Lettera - Kafka nel ventre

Dalla Rassegna stampa

Una mattina destandomi da sogni inquieti, mi ritrovai trasformato in un enorme embrione umano. Non potendo pensare, furono altri a farlo per me. Prima di tutto affermando senza dubbio che ero già una persona e che come tale godevo di più diritti della donna in cui mi trovavo. Poi, per legittimare questa sentenza, cominciarono a fare esperimenti sugli animali: dalla pecora decisero che sognavo, dai moscerini decisero che avrei saputo volare, ma poi si corressero e dissero solo che avrei ronzato inutilmente. Da scimpanzé e topi derivarono che mi sarei ammalato di mente appena nato e per evitare la possibilità che ciò non avvenisse, mi marchiarono con il peccato originale già mentre me ne stavo lì tranquillo, nel mio stato… embrionale.

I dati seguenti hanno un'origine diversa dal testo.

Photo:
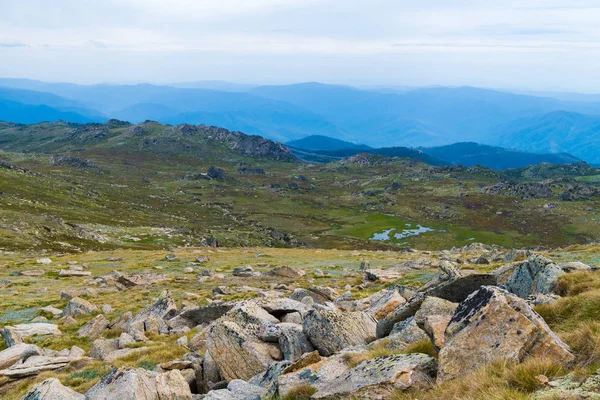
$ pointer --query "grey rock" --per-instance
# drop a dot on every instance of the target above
(18, 352)
(331, 331)
(139, 384)
(379, 377)
(78, 306)
(538, 275)
(52, 389)
(94, 327)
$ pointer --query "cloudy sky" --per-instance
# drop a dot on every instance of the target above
(526, 44)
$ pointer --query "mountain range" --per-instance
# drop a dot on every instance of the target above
(426, 117)
(324, 149)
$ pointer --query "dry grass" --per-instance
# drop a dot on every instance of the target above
(577, 282)
(498, 381)
(382, 350)
(301, 392)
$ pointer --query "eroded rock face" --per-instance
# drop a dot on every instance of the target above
(36, 364)
(139, 384)
(78, 306)
(537, 275)
(318, 374)
(383, 302)
(285, 271)
(332, 331)
(15, 334)
(493, 324)
(94, 327)
(405, 311)
(379, 377)
(233, 342)
(21, 351)
(52, 389)
(141, 279)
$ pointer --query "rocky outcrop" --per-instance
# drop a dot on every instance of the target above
(494, 324)
(78, 306)
(234, 345)
(380, 377)
(317, 374)
(52, 389)
(36, 364)
(15, 334)
(94, 327)
(285, 271)
(332, 331)
(14, 354)
(139, 384)
(538, 275)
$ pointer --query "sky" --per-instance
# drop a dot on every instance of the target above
(546, 45)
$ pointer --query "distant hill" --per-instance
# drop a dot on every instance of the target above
(427, 117)
(319, 142)
(470, 154)
(198, 142)
(555, 132)
(324, 156)
(28, 114)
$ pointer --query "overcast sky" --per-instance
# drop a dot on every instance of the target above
(526, 44)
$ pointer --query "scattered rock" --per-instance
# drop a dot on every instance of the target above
(52, 389)
(380, 377)
(15, 334)
(332, 331)
(493, 324)
(94, 327)
(139, 384)
(78, 306)
(13, 354)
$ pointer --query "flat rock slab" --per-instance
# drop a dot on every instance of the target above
(71, 272)
(35, 365)
(139, 384)
(380, 377)
(493, 324)
(52, 389)
(15, 334)
(12, 355)
(332, 331)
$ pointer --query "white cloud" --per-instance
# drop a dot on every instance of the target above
(510, 43)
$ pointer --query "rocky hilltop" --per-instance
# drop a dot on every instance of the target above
(408, 325)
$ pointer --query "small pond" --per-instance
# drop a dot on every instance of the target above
(408, 231)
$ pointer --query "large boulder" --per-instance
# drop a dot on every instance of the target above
(94, 327)
(52, 389)
(293, 342)
(21, 351)
(152, 318)
(285, 271)
(405, 311)
(78, 306)
(206, 314)
(408, 331)
(383, 302)
(494, 324)
(458, 289)
(237, 390)
(331, 331)
(234, 345)
(139, 384)
(141, 279)
(378, 378)
(537, 275)
(312, 370)
(268, 379)
(36, 364)
(15, 334)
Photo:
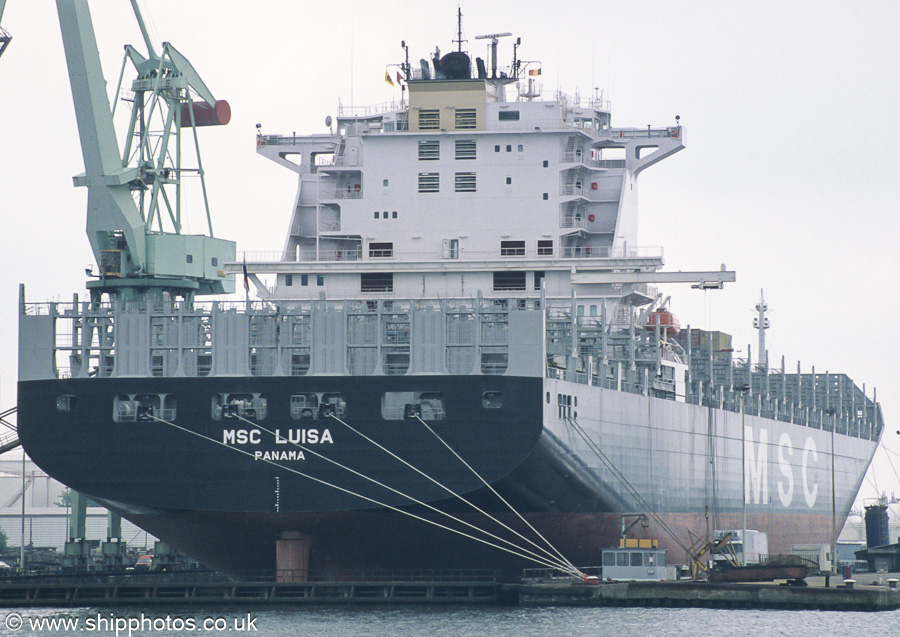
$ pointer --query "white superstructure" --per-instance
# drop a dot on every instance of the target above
(477, 185)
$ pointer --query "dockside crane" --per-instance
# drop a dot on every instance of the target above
(134, 215)
(5, 37)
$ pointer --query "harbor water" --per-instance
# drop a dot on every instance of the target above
(437, 622)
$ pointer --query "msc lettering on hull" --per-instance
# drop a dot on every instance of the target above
(756, 464)
(291, 436)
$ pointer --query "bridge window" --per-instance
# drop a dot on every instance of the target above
(429, 150)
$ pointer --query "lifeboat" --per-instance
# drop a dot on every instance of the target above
(667, 322)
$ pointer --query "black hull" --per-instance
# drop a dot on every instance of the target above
(227, 509)
(185, 466)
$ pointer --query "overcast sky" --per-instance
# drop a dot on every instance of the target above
(789, 176)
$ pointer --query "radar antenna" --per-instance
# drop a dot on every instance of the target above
(493, 37)
(761, 323)
(459, 39)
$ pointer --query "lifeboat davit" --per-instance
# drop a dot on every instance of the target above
(667, 322)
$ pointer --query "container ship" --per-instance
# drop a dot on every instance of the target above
(458, 359)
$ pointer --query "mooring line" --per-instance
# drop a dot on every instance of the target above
(398, 492)
(564, 564)
(628, 486)
(494, 491)
(358, 495)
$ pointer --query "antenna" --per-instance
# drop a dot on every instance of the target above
(493, 38)
(459, 39)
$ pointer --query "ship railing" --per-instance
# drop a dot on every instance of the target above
(300, 255)
(372, 110)
(632, 133)
(339, 193)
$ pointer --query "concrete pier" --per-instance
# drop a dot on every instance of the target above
(688, 594)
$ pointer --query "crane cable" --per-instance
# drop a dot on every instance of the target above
(348, 491)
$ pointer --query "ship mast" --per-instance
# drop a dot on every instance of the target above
(134, 195)
(761, 323)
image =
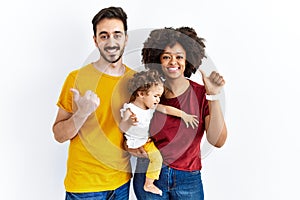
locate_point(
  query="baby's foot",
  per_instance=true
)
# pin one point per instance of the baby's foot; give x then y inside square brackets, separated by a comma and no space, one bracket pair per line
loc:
[152,188]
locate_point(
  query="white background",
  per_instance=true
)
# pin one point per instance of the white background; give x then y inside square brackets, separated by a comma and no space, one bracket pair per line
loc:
[253,43]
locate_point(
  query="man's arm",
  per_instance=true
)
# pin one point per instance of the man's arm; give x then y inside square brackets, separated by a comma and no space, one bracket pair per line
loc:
[67,125]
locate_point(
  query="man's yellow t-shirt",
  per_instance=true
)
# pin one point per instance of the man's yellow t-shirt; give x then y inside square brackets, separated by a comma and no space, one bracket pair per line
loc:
[96,158]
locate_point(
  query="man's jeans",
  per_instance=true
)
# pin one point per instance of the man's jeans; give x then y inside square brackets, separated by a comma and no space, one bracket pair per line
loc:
[121,193]
[175,184]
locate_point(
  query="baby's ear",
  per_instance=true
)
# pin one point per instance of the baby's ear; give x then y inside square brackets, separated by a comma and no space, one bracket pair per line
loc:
[140,93]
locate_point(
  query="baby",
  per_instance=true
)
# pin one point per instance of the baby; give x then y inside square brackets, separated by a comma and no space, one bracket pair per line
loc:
[146,88]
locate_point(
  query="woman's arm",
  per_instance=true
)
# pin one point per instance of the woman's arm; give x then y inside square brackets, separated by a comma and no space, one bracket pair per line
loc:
[188,119]
[216,131]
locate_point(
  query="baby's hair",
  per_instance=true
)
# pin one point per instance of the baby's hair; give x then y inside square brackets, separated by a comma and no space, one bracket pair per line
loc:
[142,81]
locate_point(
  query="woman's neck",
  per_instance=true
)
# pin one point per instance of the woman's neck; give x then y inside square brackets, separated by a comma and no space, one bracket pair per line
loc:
[176,87]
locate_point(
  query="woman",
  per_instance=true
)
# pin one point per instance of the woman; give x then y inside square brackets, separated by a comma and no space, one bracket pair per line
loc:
[177,53]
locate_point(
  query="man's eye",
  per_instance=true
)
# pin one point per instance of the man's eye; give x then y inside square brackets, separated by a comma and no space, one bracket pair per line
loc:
[104,37]
[117,36]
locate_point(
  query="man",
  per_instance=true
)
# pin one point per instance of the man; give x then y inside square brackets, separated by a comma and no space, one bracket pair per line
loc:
[98,167]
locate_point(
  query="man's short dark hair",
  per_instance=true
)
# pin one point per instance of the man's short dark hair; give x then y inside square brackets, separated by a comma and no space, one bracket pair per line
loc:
[110,13]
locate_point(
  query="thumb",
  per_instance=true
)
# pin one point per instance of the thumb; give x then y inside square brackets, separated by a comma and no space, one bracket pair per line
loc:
[75,94]
[203,75]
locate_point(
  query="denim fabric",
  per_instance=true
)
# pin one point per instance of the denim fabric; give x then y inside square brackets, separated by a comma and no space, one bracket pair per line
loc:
[175,184]
[121,193]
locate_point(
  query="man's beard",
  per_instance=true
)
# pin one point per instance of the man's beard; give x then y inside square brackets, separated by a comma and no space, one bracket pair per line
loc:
[102,54]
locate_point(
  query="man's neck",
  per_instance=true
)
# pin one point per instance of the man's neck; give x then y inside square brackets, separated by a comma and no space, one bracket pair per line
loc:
[112,69]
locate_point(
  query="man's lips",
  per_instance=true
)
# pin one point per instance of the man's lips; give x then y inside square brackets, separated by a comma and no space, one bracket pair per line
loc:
[172,69]
[111,49]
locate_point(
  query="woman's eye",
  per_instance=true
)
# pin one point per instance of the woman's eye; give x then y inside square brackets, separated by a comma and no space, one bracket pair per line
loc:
[166,57]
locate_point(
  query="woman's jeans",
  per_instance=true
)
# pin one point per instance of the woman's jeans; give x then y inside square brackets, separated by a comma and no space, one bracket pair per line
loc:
[121,193]
[175,184]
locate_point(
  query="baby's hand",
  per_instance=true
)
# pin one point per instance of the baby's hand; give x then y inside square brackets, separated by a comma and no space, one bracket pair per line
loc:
[190,120]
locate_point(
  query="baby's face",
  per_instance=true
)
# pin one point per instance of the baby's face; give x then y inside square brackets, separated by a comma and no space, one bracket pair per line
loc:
[153,97]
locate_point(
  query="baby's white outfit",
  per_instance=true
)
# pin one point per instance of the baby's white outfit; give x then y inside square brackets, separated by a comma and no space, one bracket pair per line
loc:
[138,135]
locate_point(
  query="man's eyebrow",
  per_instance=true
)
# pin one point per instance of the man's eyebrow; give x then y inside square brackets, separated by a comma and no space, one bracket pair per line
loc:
[177,53]
[105,32]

Asserirono con certezza che ascoltavo la musica, che mi ubriacavo o mi drogavo se lo faceva la mia genitrice e infine proclamarono che stavo già imparando a parlare, proprio lì, nel ventre che mi conteneva perché – dissero – in principio era il verbo… Quando mi accorsi che era tutto un incubo, riuscii a riaddormentarmi, finalmente essere umano.